FIGURE 66—GEOLOGIC MAP OF LODAISKA SITE
Overlying the bouldery gravel and the variegated alluvium is a dark-colored, sandy and silty alluvium ([Qp on the map]), 1 to 6 feet thick, that looks quite like the Piney Creek alluvium in the Denver area. Both the Piney Creek and this alluvium are of Recent age. Fossil bones were found in the alluvium at two places near the site ([A and B on the map]). At A, 1 foot below the surface, articulated bones were found; at B, a single bone was found and it was not in place, but from a plowed surface on the upland. At this locality a chert flake was found also. The bones were examined by Edward Lewis of the U. S. Geological Survey and C. B. Schultz and L. G. Tanner of the University of Nebraska State Museum and Geology Department. Their identifications are as follows:
Locality A, fragments of a vertebra, femur, epiphysis, and ribs of Bison bison (Linnaeus) of Recent age, and
Locality B, the badly weathered astragalus of a large bovid, either Bos Taurus or Bison bison (Linnaeus) of Recent age.

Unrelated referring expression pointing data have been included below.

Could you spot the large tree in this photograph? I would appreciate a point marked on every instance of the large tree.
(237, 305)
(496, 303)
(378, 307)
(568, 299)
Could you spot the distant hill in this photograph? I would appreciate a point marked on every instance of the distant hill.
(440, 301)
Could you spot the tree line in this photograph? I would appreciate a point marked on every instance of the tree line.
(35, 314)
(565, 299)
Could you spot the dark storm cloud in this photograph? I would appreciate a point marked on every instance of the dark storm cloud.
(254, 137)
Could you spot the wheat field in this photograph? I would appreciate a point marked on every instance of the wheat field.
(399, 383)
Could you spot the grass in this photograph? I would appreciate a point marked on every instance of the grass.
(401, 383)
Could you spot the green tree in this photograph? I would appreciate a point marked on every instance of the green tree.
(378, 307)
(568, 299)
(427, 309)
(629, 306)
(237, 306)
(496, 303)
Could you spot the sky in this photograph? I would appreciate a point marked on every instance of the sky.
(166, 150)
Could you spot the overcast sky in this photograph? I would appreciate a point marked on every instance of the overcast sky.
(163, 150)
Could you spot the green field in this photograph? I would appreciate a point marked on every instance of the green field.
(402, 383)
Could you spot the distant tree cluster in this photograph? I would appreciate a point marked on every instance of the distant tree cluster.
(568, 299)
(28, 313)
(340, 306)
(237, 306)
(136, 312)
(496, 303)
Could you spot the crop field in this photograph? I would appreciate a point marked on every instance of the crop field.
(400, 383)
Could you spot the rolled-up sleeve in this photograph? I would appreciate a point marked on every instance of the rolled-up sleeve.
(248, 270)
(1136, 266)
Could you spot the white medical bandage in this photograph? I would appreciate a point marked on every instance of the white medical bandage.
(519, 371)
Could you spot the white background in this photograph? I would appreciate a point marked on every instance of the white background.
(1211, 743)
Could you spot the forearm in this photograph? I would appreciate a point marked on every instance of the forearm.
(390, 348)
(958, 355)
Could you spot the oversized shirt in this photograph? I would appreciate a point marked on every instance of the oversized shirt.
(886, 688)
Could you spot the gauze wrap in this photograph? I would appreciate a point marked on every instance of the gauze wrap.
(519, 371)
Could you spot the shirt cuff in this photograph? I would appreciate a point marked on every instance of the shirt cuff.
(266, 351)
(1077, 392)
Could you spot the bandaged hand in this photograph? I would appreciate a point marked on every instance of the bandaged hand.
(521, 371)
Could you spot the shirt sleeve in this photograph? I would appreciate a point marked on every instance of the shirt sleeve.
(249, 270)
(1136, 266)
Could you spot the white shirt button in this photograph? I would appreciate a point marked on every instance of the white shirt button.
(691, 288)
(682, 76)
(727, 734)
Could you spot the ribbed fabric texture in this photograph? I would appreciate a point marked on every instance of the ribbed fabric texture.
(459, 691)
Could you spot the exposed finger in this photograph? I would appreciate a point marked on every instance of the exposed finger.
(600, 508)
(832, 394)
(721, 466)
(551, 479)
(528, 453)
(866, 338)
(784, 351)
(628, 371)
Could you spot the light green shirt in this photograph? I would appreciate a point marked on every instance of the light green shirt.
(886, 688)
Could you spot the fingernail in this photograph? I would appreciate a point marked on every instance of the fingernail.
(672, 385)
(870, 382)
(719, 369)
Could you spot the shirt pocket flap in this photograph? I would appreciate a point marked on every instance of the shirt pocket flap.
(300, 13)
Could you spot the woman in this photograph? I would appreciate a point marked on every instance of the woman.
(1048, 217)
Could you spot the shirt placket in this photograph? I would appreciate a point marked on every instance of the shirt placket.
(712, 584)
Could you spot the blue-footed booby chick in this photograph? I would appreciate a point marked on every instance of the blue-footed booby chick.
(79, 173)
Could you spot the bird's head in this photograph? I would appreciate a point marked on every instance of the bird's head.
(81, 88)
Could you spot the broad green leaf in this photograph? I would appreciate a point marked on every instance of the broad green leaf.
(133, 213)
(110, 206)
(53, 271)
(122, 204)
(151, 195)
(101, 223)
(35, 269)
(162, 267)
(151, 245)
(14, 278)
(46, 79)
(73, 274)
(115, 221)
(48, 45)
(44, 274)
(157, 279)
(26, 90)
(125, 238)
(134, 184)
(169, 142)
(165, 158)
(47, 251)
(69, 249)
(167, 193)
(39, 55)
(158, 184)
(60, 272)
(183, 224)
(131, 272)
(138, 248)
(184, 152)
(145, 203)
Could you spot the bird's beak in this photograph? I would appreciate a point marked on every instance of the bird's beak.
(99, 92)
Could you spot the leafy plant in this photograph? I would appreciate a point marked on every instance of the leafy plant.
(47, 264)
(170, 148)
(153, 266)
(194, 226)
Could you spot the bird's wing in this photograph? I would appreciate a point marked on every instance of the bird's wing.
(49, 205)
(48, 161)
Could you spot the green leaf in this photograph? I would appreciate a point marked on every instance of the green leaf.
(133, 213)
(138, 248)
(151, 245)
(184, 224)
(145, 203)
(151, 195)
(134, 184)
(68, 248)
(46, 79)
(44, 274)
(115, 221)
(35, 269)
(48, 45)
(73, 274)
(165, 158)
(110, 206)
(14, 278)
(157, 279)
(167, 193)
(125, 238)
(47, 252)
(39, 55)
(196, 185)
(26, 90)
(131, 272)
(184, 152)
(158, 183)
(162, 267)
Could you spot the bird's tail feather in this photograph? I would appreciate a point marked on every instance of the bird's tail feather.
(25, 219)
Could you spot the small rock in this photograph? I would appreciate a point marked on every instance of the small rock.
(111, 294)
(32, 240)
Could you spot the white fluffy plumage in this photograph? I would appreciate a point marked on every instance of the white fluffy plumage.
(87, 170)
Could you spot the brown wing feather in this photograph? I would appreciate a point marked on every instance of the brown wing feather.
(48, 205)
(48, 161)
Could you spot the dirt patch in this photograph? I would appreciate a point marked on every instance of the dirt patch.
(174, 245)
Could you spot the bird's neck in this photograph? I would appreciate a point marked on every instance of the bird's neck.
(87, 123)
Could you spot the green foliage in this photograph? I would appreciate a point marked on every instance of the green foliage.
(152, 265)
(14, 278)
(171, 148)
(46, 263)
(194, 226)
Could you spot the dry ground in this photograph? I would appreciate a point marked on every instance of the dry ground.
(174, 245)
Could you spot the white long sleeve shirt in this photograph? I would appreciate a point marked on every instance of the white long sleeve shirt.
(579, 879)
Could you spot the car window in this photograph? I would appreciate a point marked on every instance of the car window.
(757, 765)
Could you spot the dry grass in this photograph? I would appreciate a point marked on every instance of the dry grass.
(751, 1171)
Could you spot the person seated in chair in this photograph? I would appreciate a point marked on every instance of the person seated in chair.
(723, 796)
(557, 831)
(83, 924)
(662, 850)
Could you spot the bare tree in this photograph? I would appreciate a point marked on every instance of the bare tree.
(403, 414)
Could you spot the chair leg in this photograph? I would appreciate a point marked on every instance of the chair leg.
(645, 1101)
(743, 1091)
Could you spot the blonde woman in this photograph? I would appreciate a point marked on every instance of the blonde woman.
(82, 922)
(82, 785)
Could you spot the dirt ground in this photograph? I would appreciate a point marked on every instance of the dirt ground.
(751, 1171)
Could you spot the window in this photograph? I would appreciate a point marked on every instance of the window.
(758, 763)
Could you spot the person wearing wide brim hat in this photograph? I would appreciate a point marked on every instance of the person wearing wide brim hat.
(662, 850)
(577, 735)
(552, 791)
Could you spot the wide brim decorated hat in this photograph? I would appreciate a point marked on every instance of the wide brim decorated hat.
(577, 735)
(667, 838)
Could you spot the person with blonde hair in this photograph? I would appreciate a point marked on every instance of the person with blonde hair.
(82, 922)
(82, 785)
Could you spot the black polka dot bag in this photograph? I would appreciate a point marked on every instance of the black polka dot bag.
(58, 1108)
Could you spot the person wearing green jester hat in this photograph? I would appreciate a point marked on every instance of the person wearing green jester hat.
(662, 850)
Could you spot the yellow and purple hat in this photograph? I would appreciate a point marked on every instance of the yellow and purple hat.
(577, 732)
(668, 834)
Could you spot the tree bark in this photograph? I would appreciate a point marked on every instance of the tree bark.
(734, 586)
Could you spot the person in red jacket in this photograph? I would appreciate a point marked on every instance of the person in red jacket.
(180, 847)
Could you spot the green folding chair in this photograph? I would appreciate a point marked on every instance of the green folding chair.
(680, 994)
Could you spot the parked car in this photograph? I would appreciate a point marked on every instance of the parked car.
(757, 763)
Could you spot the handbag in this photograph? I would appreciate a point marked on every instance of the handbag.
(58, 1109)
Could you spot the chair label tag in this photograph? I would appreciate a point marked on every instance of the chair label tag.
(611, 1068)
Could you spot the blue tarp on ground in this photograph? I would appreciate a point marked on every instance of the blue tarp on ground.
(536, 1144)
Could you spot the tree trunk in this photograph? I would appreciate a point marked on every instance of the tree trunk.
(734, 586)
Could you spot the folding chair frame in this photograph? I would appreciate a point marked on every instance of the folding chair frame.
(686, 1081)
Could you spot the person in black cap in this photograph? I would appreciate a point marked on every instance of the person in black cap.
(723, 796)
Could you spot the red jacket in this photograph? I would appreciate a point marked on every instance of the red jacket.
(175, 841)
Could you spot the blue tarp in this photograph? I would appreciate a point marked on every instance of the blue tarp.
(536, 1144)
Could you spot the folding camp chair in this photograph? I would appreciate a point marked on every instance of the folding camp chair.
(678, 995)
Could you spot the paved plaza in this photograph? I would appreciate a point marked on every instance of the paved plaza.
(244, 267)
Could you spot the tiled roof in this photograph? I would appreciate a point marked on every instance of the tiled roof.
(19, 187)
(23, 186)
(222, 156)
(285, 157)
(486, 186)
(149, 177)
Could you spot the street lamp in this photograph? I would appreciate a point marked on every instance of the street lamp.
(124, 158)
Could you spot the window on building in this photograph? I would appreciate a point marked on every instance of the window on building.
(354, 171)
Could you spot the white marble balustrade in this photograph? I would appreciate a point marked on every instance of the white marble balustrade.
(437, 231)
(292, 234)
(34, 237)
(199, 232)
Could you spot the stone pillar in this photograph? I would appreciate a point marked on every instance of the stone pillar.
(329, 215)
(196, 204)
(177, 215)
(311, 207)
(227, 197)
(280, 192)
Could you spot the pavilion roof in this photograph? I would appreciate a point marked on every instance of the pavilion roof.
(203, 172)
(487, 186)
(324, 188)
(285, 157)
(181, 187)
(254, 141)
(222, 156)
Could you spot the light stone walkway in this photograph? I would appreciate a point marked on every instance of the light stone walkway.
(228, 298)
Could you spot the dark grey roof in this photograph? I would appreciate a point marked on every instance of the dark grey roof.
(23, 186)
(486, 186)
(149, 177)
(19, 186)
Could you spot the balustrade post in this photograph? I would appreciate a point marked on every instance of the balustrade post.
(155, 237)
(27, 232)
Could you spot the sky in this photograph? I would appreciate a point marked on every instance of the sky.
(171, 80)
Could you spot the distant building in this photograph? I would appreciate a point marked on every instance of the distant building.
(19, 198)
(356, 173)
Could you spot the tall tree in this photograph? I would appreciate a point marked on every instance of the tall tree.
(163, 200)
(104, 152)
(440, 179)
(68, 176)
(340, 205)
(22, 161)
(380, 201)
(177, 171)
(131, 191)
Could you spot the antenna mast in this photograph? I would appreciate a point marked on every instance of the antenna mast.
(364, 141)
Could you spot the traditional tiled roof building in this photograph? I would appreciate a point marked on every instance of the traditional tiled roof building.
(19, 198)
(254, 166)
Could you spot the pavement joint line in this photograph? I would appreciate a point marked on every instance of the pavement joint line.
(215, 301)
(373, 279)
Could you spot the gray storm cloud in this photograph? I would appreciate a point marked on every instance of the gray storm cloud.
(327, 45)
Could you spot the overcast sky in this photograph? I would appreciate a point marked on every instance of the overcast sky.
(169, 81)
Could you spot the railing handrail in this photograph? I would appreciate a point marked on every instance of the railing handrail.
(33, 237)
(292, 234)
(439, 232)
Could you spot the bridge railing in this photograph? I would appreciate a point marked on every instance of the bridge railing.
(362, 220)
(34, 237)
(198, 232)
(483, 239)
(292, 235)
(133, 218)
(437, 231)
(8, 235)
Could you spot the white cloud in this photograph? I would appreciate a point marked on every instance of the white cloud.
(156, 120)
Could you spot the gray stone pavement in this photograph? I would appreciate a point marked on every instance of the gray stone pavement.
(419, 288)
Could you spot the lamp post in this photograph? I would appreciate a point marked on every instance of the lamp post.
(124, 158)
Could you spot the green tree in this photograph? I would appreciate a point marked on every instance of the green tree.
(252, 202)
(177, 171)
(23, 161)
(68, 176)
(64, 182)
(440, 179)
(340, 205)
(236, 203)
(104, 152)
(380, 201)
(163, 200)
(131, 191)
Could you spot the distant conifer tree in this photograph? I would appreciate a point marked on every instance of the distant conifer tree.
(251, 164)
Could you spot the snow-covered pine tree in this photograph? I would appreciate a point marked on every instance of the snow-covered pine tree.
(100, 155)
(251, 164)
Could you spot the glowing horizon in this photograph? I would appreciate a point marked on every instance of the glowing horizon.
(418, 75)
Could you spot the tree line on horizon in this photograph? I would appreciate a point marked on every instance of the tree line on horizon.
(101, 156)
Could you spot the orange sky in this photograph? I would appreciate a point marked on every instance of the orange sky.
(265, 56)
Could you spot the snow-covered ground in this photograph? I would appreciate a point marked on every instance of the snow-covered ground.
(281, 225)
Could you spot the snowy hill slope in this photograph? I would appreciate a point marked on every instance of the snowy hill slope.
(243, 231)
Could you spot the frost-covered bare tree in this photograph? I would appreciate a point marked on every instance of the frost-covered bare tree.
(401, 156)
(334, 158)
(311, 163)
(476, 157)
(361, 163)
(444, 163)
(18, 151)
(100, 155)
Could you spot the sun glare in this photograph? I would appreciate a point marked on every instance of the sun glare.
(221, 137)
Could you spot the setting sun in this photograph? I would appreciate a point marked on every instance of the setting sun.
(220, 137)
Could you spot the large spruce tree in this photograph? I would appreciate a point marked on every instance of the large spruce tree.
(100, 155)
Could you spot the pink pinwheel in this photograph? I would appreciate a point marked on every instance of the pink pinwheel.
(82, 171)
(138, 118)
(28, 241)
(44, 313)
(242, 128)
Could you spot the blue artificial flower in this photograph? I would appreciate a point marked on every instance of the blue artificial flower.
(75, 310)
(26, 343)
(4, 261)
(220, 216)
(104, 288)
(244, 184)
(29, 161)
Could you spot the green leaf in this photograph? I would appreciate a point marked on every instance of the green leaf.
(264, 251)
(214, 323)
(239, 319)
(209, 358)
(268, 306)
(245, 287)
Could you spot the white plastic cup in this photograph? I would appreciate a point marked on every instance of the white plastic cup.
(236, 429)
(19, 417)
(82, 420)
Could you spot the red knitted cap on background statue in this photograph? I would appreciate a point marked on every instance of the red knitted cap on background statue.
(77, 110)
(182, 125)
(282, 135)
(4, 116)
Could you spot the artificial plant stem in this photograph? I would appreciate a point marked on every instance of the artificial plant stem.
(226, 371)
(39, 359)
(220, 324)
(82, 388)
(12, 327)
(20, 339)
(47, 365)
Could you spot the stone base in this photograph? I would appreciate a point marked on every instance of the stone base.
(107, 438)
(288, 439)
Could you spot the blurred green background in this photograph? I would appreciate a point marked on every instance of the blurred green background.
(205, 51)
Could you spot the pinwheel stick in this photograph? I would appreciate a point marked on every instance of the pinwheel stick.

The unconformity at the base of the dark-colored alluvium is well exposed at the localities indicated on the map.
Fragments of charcoal were found in the alluvium 200 feet upstream from the site. This alluvium probably correlates with the pre-ceramic layers of the occupation levels at the site, which, as reported by Lewis in an accompanying paper, also contains vertebrate remains of Recent age.
The youngest deposit, a bouldery gravel confined to the present washes, is a lag concentrate of the boulders and cobbles that are left by washing out finer grained sediments from the Pleistocene deposits. This deposit, and the arroyo-cutting with which it is associated, probably developed throughout the period of the ceramic levels.